The KIndness of Strangers

In February I was driving down to the Florida Keys for a month to get the cold out of my bones. I stopped in Beaufort, S.C., picked up my in-laws, Marianne and Steve Harrison, and headed south. We stopped overnight in Palm Beach. As we were heading out the next morning, I got a call from the Palisades Library.

“Is this Leslie Smolan? Well, an older gentleman and his wife from Michigan are trying to contact you. He said they found your belongings at a McDonalds.” Mystified, I looked in the back of the car, only to discover that my winter coat (a nice one!) and a bag that contained my checkbook (with $200 cash tucked inside), my late mother’s checkbook, my late husband Rodney’s checkbook, my income tax file, an irreplaceable 1944 portrait of Rodney’s parents and the program for his grandparents 50th Anniversary, two important photo books and N95 masks were missing! How was that possible? Thinking back, we did stop at a McDonald for lunch and I recall removing something from our packed car. Shortly afterward, a driver honked to signal my hatch door was open! Oh no!

The library gave me the phone number for Dallas Beaty. I tried to text him, but he wasn’t a texter. When we finally connected, he told me how he and his wife Jackie found the bag on the ground when they stopped at McDonalds. After looking inside, they were determined to track me down! The local police told them to leave it where they found it. My bank refused to provide any information, but the Palisades Library came through. (Dallas admitted apologetically that they saw my donation letter from the Library when digging through paperwork).

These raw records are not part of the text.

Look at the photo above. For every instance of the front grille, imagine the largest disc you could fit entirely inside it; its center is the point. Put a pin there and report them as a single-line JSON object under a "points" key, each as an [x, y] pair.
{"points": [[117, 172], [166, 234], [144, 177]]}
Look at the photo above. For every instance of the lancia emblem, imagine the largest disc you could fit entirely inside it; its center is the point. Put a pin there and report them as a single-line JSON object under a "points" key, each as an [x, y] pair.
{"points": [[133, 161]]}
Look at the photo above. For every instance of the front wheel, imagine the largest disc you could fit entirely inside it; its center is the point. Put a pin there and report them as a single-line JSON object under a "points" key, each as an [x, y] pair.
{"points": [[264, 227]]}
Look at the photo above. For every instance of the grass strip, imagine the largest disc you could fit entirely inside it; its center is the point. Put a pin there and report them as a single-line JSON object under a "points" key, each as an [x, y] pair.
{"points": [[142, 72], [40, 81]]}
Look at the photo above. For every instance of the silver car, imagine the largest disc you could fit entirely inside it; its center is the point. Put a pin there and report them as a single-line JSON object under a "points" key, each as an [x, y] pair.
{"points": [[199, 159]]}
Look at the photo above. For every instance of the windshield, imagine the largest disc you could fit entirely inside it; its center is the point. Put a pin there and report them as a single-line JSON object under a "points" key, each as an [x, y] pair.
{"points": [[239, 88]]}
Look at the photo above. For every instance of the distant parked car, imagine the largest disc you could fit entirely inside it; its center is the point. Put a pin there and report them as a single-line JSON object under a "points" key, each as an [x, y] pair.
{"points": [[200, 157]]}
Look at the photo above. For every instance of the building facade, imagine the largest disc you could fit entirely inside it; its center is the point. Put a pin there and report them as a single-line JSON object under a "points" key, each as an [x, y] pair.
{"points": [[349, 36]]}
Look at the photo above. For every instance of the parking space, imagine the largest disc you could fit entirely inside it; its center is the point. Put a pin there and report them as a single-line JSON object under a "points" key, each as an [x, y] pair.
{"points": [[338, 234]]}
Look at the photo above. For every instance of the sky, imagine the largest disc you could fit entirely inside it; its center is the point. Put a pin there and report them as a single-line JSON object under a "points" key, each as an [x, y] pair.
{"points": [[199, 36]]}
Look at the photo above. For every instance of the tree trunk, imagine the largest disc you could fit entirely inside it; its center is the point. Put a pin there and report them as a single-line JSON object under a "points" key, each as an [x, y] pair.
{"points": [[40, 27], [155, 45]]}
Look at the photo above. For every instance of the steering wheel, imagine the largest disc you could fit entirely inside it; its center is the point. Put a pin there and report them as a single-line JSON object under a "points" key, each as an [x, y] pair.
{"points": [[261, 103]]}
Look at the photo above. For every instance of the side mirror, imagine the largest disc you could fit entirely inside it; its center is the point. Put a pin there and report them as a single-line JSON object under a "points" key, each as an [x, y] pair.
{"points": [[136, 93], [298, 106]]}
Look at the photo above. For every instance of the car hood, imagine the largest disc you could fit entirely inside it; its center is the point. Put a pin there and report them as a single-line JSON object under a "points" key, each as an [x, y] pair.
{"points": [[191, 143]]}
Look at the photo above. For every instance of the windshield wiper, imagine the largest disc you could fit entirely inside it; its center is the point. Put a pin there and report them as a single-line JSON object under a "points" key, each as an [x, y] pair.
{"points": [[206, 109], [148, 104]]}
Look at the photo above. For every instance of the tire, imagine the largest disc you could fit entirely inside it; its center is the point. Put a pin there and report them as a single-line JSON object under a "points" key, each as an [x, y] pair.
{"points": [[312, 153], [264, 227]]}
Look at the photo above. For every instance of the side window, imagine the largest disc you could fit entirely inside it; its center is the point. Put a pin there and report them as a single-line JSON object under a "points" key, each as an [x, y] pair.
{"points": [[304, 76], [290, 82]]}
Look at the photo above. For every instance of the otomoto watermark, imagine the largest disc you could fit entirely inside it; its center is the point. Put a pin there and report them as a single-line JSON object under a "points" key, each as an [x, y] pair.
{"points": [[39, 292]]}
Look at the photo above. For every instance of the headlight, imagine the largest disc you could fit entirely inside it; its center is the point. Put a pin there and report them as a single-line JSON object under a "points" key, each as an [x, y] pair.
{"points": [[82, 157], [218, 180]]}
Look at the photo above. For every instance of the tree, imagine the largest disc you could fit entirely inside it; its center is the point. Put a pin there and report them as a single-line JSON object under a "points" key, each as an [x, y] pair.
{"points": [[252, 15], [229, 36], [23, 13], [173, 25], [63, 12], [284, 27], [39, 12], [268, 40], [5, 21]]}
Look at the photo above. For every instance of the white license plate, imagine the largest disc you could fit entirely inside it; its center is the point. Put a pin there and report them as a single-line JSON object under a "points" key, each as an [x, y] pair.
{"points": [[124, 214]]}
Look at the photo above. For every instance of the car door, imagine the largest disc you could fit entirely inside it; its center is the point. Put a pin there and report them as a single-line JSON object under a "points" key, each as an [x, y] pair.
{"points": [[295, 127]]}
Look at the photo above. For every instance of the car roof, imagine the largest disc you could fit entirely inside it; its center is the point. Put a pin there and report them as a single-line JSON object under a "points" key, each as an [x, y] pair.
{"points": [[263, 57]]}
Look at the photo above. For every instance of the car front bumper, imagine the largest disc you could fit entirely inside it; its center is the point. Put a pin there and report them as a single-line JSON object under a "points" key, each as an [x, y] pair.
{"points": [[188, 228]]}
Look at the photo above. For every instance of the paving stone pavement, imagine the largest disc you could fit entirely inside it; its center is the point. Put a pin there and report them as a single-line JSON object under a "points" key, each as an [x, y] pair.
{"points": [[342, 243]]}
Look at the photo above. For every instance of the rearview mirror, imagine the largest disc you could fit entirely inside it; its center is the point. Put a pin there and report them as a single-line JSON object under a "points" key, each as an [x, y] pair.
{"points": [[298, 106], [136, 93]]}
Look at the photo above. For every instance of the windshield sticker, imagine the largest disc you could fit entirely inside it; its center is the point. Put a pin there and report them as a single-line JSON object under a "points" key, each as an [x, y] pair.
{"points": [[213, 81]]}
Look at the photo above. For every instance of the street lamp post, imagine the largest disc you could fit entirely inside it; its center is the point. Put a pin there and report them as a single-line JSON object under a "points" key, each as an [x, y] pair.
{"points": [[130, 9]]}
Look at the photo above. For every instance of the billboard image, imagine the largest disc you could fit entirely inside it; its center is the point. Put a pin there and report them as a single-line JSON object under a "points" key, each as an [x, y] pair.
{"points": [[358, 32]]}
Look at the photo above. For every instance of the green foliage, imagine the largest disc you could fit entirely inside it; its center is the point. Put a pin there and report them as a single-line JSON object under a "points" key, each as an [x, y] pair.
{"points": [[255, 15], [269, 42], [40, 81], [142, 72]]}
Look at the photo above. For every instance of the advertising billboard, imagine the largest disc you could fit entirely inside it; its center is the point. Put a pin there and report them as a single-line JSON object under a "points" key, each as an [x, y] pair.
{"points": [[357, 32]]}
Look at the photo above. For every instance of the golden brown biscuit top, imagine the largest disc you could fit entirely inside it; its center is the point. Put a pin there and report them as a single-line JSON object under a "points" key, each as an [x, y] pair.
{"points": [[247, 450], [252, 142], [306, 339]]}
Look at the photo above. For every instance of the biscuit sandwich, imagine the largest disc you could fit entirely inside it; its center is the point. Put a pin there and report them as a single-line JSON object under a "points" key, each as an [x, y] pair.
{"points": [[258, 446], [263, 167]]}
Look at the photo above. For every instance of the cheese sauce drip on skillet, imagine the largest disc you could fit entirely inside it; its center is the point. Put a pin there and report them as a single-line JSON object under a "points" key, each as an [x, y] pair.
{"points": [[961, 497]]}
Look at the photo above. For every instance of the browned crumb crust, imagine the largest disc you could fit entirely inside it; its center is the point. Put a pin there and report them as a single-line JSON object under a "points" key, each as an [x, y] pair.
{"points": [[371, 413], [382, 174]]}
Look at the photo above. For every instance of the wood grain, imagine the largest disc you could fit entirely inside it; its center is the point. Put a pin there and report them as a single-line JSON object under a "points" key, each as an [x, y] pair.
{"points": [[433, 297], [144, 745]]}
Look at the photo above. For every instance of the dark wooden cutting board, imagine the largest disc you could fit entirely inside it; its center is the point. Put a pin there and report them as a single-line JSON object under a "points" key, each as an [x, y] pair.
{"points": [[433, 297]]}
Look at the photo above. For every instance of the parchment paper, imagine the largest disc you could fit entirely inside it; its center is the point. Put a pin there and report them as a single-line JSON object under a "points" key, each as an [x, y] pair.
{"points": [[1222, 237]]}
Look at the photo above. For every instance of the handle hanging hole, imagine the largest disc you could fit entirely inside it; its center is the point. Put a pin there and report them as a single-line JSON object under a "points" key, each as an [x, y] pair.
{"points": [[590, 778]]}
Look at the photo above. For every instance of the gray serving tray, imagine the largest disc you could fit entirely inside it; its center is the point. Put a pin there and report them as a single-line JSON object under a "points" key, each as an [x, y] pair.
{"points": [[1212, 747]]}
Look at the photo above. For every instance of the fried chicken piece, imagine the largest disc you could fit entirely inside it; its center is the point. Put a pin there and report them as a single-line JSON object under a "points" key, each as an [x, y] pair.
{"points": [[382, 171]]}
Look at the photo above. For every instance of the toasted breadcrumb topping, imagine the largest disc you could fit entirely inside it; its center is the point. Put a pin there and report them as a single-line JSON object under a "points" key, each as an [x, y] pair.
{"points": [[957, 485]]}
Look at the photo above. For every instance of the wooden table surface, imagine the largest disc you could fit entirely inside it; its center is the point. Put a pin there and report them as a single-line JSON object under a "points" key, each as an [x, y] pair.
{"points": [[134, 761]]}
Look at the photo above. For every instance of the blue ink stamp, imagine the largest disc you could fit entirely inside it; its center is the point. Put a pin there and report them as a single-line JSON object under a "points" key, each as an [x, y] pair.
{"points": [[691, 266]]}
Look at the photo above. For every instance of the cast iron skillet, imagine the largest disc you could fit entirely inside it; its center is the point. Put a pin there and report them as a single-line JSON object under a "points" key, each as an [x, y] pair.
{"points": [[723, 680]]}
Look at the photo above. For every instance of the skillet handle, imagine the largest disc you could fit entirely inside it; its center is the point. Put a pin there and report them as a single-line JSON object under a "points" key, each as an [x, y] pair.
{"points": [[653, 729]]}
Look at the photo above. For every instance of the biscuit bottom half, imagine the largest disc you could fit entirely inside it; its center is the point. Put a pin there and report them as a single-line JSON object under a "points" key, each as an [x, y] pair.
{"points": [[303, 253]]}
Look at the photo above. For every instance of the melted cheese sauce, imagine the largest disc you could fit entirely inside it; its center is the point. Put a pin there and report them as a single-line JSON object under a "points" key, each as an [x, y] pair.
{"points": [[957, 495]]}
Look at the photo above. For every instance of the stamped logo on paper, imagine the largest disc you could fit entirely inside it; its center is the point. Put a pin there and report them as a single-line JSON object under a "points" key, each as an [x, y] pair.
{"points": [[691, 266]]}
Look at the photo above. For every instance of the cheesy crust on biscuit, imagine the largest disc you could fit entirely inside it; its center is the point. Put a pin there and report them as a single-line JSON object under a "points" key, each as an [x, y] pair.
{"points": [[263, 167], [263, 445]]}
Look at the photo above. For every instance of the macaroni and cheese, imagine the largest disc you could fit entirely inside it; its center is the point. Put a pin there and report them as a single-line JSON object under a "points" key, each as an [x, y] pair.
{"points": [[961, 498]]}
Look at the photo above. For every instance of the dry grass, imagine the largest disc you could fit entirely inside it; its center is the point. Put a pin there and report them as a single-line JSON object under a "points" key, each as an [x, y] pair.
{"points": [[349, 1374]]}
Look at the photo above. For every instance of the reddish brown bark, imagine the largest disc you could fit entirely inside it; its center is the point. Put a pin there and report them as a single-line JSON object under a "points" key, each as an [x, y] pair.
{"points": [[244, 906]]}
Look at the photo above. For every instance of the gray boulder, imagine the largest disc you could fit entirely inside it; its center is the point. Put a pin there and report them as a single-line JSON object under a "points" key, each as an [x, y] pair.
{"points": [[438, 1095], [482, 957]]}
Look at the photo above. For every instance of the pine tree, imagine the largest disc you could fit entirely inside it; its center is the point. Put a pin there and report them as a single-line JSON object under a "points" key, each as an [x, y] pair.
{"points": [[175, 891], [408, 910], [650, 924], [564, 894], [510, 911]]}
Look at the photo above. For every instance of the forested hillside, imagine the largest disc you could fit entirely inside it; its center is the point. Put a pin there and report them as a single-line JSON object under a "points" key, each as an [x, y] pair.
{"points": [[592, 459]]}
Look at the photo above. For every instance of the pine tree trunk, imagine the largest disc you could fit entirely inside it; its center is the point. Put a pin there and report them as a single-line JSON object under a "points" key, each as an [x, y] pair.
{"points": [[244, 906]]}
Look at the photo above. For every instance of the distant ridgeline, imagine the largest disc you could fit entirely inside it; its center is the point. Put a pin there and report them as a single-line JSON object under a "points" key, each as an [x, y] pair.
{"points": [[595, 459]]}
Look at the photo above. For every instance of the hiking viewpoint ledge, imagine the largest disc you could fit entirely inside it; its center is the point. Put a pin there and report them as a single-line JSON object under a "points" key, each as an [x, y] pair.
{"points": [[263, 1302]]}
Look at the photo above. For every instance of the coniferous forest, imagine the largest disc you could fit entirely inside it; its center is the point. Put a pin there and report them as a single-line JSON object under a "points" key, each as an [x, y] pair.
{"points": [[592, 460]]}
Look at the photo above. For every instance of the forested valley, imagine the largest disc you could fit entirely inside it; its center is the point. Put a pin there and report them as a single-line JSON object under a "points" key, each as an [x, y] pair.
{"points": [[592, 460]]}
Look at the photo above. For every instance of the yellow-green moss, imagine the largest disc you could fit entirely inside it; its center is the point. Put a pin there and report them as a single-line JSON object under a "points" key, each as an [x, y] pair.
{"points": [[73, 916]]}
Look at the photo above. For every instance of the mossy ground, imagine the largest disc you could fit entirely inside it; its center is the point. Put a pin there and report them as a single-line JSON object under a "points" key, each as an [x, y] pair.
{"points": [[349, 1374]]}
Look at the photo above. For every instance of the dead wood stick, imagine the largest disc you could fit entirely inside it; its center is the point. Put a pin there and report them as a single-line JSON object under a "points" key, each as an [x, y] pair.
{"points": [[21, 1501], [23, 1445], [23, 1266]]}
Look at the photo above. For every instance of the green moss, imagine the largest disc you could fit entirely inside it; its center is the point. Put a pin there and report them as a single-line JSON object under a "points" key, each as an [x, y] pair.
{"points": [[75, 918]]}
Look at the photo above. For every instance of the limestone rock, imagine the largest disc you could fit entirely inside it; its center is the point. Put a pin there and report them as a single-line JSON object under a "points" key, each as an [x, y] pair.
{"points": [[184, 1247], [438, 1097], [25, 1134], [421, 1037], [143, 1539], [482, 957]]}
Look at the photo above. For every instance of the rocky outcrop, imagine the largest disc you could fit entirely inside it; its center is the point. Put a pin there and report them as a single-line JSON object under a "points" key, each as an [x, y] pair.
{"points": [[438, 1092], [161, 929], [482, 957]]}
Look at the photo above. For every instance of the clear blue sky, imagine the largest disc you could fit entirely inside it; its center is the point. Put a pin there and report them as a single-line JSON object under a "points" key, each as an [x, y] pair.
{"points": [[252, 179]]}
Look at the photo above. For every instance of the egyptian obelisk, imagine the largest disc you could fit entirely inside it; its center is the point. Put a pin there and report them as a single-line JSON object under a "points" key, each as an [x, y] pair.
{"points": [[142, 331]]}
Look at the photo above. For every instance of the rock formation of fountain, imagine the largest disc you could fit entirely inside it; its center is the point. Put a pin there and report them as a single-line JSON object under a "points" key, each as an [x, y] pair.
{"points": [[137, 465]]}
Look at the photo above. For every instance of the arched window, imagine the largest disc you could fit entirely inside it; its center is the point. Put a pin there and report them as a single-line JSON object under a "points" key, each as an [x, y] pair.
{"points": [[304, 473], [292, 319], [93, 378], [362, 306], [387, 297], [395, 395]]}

I babbled a hundred thanks and encouraged them to keep the cash, which they refused. Dallas and Jackie shipped everything back to me at their own expense. I sent them a gift from Zingermans (just coincidentally in Michigan), a copy of Rodney’s last book and cash to reimburse their outlay. Jackie made a point of speaking to me. “We all lose things. I just hope someday someone does the same for me.”

We met a month later in Melrose Beach on my drive back north. Dallas had just retired from 42 years as a heavy equipment operator at a steel mill. He was one of 12 kids, and the only sibling to leave the farm and work outside of Detroit. Instead of golfing and fishing, he was now restoring antique cars. He and Jackie were taking a well-deserved break before heading back to Michigan.

We all marveled at how this random event brought us together. They felt good about their good deed and my faith in humanity was restored. During this weird moment in history, when all we hear about is the bad and the ugly and are encouraged to fear “the other,” it was heartwarming to discover the kindness of strangers.